Advancements in computer science and the legislative and ethical response to animal testing formed a perfect synergy, allowing scientists to develop, then eventually deploy, drugs in the ’90s and ’00s. But in the ’10s, AI changed the game. Now scientists could create simulations based on a mammoth range of data sets — DNA sequences, electronic health records, socio-economic records, you name it. They fed all this data into computer systems like Professor Frink did in “The Simpsons,” generating accurate models that prefaced the most significant medical trials of the decade.

 

COVID-19 and In Silico

In silico clinical trials, in silico screening, COVID-19, The Sims

On April 1, 2020, the world had pretty much ground to a halt. Stores had rolled down the blinds and closed the doors. Airplanes lay dormant on airstrips. Federal, state, and local governments issued stay-at-home orders. “Social distancing,” “furlough,” and “unprecedented” had entered the collective lexicon. Twenty percent of the American population was working from home. (This number would increase the following month.)
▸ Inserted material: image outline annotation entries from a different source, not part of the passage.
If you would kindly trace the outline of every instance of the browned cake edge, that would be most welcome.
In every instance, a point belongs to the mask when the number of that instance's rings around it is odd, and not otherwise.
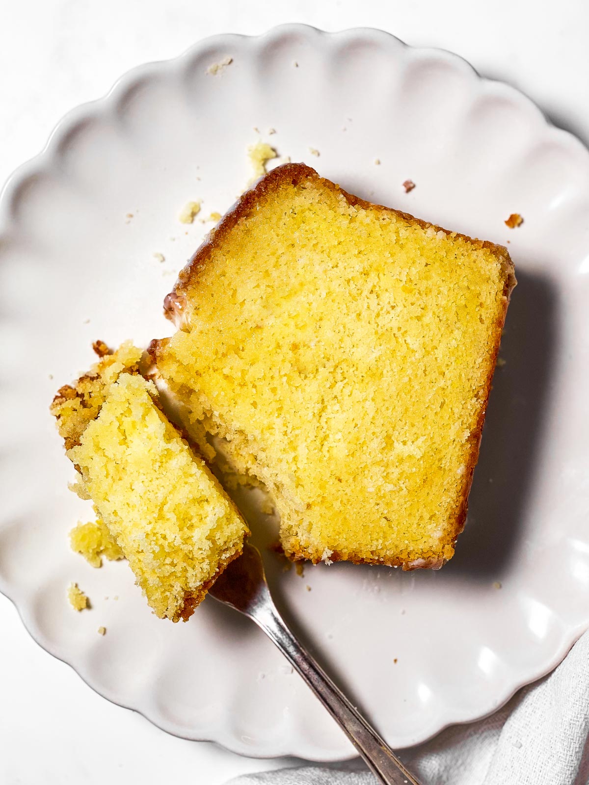
[[[345,559],[354,564],[387,564],[390,567],[402,567],[404,570],[417,568],[438,569],[448,560],[443,555],[444,546],[450,545],[453,550],[458,535],[464,528],[468,508],[468,495],[473,482],[474,467],[478,460],[481,438],[485,424],[485,415],[501,341],[501,332],[505,323],[511,291],[517,283],[514,264],[505,246],[490,243],[488,240],[474,239],[459,232],[451,232],[436,224],[431,224],[426,221],[415,218],[408,213],[404,213],[392,207],[386,207],[383,205],[367,202],[365,199],[348,193],[330,180],[320,177],[314,169],[306,166],[306,164],[285,163],[281,166],[276,166],[276,169],[273,169],[265,177],[259,180],[252,188],[247,191],[235,206],[225,214],[218,226],[210,232],[208,238],[196,250],[186,266],[181,270],[174,290],[166,296],[164,301],[165,315],[168,319],[174,321],[177,327],[179,327],[182,321],[183,311],[185,306],[185,300],[184,299],[185,292],[191,283],[198,278],[199,272],[210,260],[212,252],[221,248],[225,237],[242,218],[246,218],[252,210],[254,210],[263,199],[271,196],[275,192],[280,190],[281,185],[288,183],[289,184],[297,186],[305,180],[313,181],[317,185],[327,188],[336,195],[342,195],[347,200],[348,203],[353,206],[360,206],[365,210],[378,210],[386,213],[392,213],[400,216],[409,223],[416,224],[422,228],[432,228],[436,232],[443,232],[451,237],[459,237],[465,239],[474,248],[488,249],[495,254],[501,263],[503,272],[503,307],[496,320],[492,334],[492,349],[489,355],[487,382],[479,411],[478,419],[469,437],[471,447],[469,460],[466,464],[466,470],[463,476],[462,493],[458,500],[454,518],[448,520],[446,527],[447,535],[444,539],[444,542],[441,542],[440,553],[424,557],[423,559],[412,560],[408,562],[403,559],[387,559],[376,555],[374,558],[366,558],[353,553],[343,554],[338,551],[334,551],[329,557],[331,561],[339,561]],[[148,352],[155,363],[157,363],[160,345],[166,343],[168,340],[163,339],[161,341],[157,340],[152,341]],[[300,542],[297,544],[295,542],[293,542],[293,538],[290,539],[291,544],[289,547],[284,547],[285,554],[289,559],[294,561],[306,559],[313,561],[314,564],[324,559],[323,553],[310,551],[301,546]],[[285,546],[286,543],[283,543],[283,545]]]
[[[247,537],[249,535],[250,531],[248,530],[245,536]],[[221,576],[221,574],[227,569],[232,561],[240,557],[243,553],[243,543],[242,542],[240,548],[233,551],[231,556],[228,556],[226,559],[219,562],[217,572],[208,581],[205,581],[197,592],[186,592],[184,595],[182,607],[179,609],[177,615],[174,616],[172,621],[178,622],[181,619],[183,622],[188,622],[188,619],[194,613],[194,609],[204,600],[209,590],[214,585],[215,582]]]

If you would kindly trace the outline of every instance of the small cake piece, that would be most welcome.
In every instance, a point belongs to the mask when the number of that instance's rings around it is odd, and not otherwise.
[[[68,586],[68,600],[75,611],[83,611],[85,608],[90,607],[88,597],[77,583],[70,583]]]
[[[102,567],[102,557],[110,561],[124,559],[125,556],[111,536],[104,521],[97,517],[95,521],[79,523],[70,531],[70,546],[76,553],[81,553],[89,564]]]
[[[123,344],[52,404],[68,457],[159,618],[186,620],[249,534]]]
[[[180,273],[151,351],[197,438],[265,484],[290,558],[440,567],[514,283],[505,248],[290,164]]]
[[[247,155],[254,170],[254,177],[251,180],[251,182],[253,182],[265,174],[266,164],[273,159],[277,158],[278,153],[270,144],[259,141],[247,148]]]

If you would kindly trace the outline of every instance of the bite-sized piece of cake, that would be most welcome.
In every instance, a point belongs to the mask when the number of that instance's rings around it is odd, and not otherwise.
[[[115,542],[108,527],[100,517],[87,524],[79,523],[70,531],[70,545],[93,567],[102,567],[102,557],[109,561],[124,559],[125,554]]]
[[[104,354],[51,410],[68,457],[161,619],[185,621],[249,534],[240,515],[160,410],[141,350]]]
[[[504,248],[287,164],[181,272],[151,352],[201,440],[274,496],[291,558],[439,567],[514,283]]]

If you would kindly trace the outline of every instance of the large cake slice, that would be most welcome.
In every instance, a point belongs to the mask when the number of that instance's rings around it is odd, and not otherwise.
[[[185,621],[249,534],[239,513],[159,406],[123,344],[62,387],[51,407],[68,457],[160,618]]]
[[[439,567],[466,513],[513,265],[302,164],[246,193],[180,274],[152,355],[274,496],[291,558]]]

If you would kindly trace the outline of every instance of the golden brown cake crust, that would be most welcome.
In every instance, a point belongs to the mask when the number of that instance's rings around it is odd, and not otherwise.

There was more demand for a vaccine than at any point in human civilization.

So biopharma had two options:

  • Rush head-first into human clinical trials and hope for the best, potentially risking lives.
  • Or invest more time and resources into in silico, which evaluated the safety of chemicals before treatments reached the human clinical trial stage.

Biopharma chose the latter.

Other testing and screening methods were paramount to COVID vaccine development. But in silico heavily relies on AI, which makes it such a fascinating subject for technophiles. It’s all about math and models and manipulating data. There’s a certain science-fiction feel to in silico, where complicated computer algorithms have the power to end a pandemic. But in silico is very much science fact.

There are many examples of researchers using this tech in 2020. Some scientists, for example, developed a comprehensive model that incorporated elements of the adaptive and innate immune systems, rates of viral replication, the system responsible for cellular entry inflammatory, cytokines, and something called the “coagulation cascade.” (It relates to blood clots.) The model discovered clinical outcomes and treatment responses to understand vaccine patients. Other scientists developed an analytical platform that examined serological and vaccine targets.

 

Before You Go

It’s hard to estimate the impact of in silico screening on COVID vaccine development. It’s just one stage of the evolution of the vaccines that nurses are injecting into patients’ arms right now. But expect computer simulations to play a more significant role in the future of medical science, where biopharma companies test drugs in virtual environments before administering them to the public. Just like in “StrangerVille.”